Of the 30 patients (60 eyes) analyzed with bilateral primary congenital glaucoma aged ≤2 years, 1 eye of each patient was randomized to: illuminated microcatheter-assisted trabeculotomy (Group I) or combined trabeculotomy with trabeculectomy augmented with mitomycin C (Group II). Primary outcome measure was intraocular pressure (IOP) reduction. Categorization into absolute success (IOP ≤15 mm Hg without medication) and qualified success (IOP ≤15 mm Hg with medication) was done. Secondary outcomes included change in corneal diameter and clarity, optic disc status, refraction, need for anti-glaucoma therapy, and occurrence of complications.
Mean age of patients was 6.63 ± 5.74 months. IOP fell by 49.3% (22.25 ± 10.88 to 11.56 ± 3.33 mm Hg) in Group I and 46.6% in Group II (21.73 ± 8.89 to 11.60 ± 3.03 mm Hg) (P < .001 in both). At 1 year, absolute success was achieved in 86.7% (26/30) and 90.0% (27/30) in Groups I and II, respectively (P >.99) and qualified success in 93.3% (28/30) in both groups (P = 1).
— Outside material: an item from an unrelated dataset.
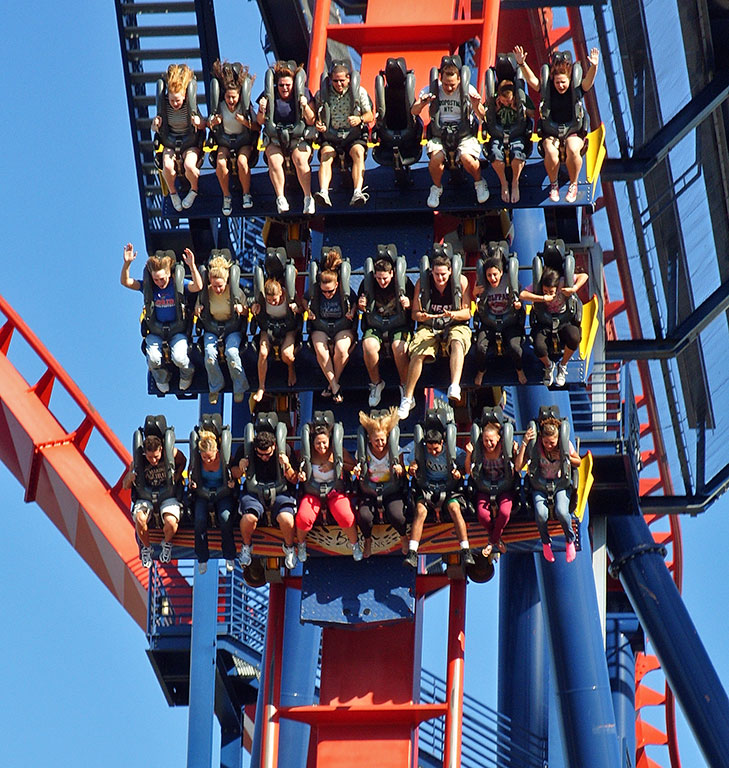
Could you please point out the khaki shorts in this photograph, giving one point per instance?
(467, 146)
(426, 341)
There was significant improvement in corneal clarity (P < .001) and cup-to-disc ratio (P ≤ .01) in both groups at 1 year. Though incidence of hyphema was significantly more in Group I (P = .0001), no vision-threatening complications occurred in either group.
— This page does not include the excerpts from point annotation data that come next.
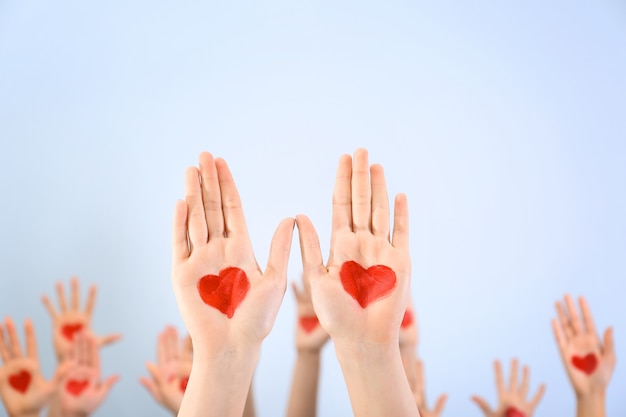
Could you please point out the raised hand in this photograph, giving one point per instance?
(589, 361)
(23, 389)
(512, 400)
(361, 294)
(227, 302)
(310, 338)
(70, 320)
(81, 391)
(419, 390)
(169, 376)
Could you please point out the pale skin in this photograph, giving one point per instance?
(515, 394)
(365, 339)
(210, 234)
(576, 335)
(85, 357)
(419, 391)
(15, 361)
(71, 314)
(305, 379)
(174, 361)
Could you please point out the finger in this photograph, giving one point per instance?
(61, 297)
(4, 349)
(573, 315)
(538, 396)
(380, 202)
(608, 350)
(400, 237)
(342, 196)
(109, 339)
(196, 222)
(15, 349)
(31, 341)
(497, 367)
(91, 301)
(107, 384)
(513, 376)
(211, 196)
(280, 248)
(180, 243)
(151, 387)
(568, 330)
(482, 404)
(74, 293)
(440, 404)
(312, 262)
(588, 318)
(161, 348)
(48, 304)
(525, 382)
(188, 346)
(361, 192)
(234, 220)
Illuminated microcatheter-assisted circumferential trabeculotomy achieved comparable surgical outcomes to mitomycin C-augmented combined trabeculotomy-trabeculectomy and may be recommended as the initial surgical procedure for primary congenital glaucoma.
比较照明微导管辅助环形小梁切开术与丝裂霉素C增强小梁切开术-小梁切除术联合治疗原发性先天性青光眼的效果。
前瞻性随机试验。
对30例(60只眼)年龄≤2岁的双侧原发性先天性青光眼患者进行分析,每位患者的一只眼睛随机分为:照明微导管辅助小梁切开术(I组)或小梁切开术联合丝裂霉素C增强小梁切除术(II组)。主要观察指标是眼压降低情况。分为绝对成功(眼压≤15 mmHg且无需用药)和合格成功(眼压≤15 mmHg且需用药)。次要观察指标包括角膜直径和清晰度的变化、视盘状态、屈光、抗青光眼治疗需求及并发症的发生情况。
患者平均年龄为6.63±5.74个月。I组眼压下降49.3%(从22.25±10.88 mmHg降至11.56±3.33 mmHg),II组眼压下降46.6%(从21.73±8.89 mmHg降至11.60±3.03 mmHg)(两组P均<0.001)。1年后,I组和II组的绝对成功率分别为86.7%(26/30)和90.0%(27/30)(P>0.99),两组的合格成功率均为93.3%(28/30)(P = 1)。两组在1年后角膜清晰度(P<0.001)和杯盘比(P≤0.01)均有显著改善。虽然I组前房出血发生率明显更高(P = 0.0001),但两组均未发生威胁视力的并发症。
照明微导管辅助环形小梁切开术与丝裂霉素C增强小梁切开术-小梁切除术联合治疗的手术效果相当,可推荐作为原发性先天性青光眼的初始手术方法。